You can pin or constrain the search by adding an autotune: block to a metric YAML. It is fully optional — absent means “tune everything automatically”:

autotune:
enabled: true
detector_types: [mad, zscore] # restrict candidates (subset of mad/zscore/iqr)
scoring_metric: mcc # default optimization target
beta: 1.0 # only used for scoring_metric: f_beta
labels_file: incidents/orders.yml # external labels file, OR inline (below)
# incidents: # inline labels — mutually exclusive with labels_file
# - {start: "2026-05-02 14:00:00", end: "2026-05-02 16:30:00", label: outage}
# - {at: "2026-05-11 09:05:00", label: deploy spike}
# incidents_timezone: UTC # interprets the naive times above (default UTC)
seasonality_candidates: [hour, day_of_week]
fixed_params: {window_size: 4320} # pin hyperparameters (excluded from the search)
folds: 5 # number of walk-forward folds
max_history: 50000 # cap training points

Command-line flags win: --scoring and --incidents override the block’s scoring_metric / labels_file / incidents. See autotuned-metric-example.yml for a worked block, and the reference for every field.

The quickest view is an HTML report — add --report to the tune:

Terminal window
dtk autotune --select api_error_rate --incidents incidents/api_error_rate.yml --report

It writes a self-contained reports/<name>__tuned_<id>.html charting the winning detector’s values, confidence band, flagged anomalies and the alerts it would fire, with a period selector — no BI or SQL setup, nothing leaves your browser. See Visualizing results for the full picture (and dtk run --select <m> --report for the live config).
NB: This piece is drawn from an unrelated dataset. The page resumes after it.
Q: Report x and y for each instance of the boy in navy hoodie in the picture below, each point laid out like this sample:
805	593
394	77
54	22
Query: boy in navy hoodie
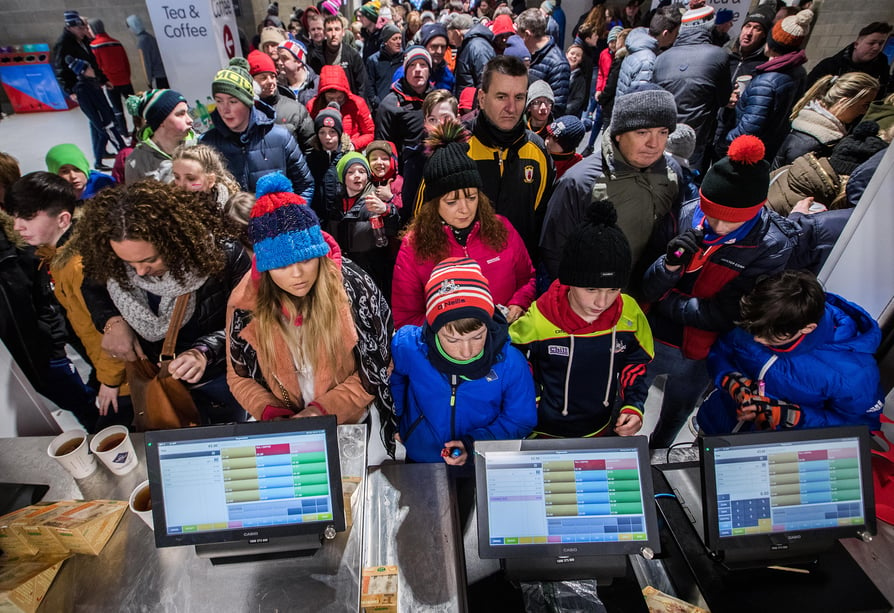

To query the raw rows instead, join recent datapoints with its detections — value vs confidence_lower / confidence_upper vs is_anomaly vs severity — for the run’s winning detector_id. Get that id from the latest _dtk_autotune_runs row:

SELECT run_id, created_at, mode, scoring_metric, score,
chosen_detector_type, winning_detector_id
FROM <internal>._dtk_autotune_runs -- add FINAL on ClickHouse
WHERE metric_name = 'api_error_rate'
ORDER BY created_at DESC
LIMIT 5

Then chart the winning detector. The query is the same shape on every backend; only JSON extraction and dedup differ:

ClickHouse

SELECT timestamp, value, confidence_lower, confidence_upper, is_anomaly,
JSONExtractFloat(detection_metadata, 'severity') AS severity
FROM <internal>._dtk_detections FINAL
WHERE metric_name = 'api_error_rate'
AND detector_id = '<winning_detector_id>'
AND timestamp >= now() - INTERVAL 7 DAY
ORDER BY timestamp

PostgreSQL

SELECT timestamp, value, confidence_lower, confidence_upper, is_anomaly,
(detection_metadata::jsonb ->> 'severity')::float AS severity
FROM <internal>._dtk_detections
WHERE metric_name = 'api_error_rate'
AND detector_id = '<winning_detector_id>'
AND timestamp >= now() - INTERVAL '7 days'
ORDER BY timestamp

MySQL (8.0+)

SELECT timestamp, value, confidence_lower, confidence_upper, is_anomaly,
JSON_EXTRACT(detection_metadata, '$.severity') AS severity
FROM <internal>._dtk_detections
WHERE metric_name = 'api_error_rate'
AND detector_id = '<winning_detector_id>'
AND timestamp >= NOW() - INTERVAL 7 DAY
ORDER BY timestamp;

For full charting recipes (the value with its confidence band, anomaly markers, severity breakdowns) point any BI tool at these tables — see Visualizing Results.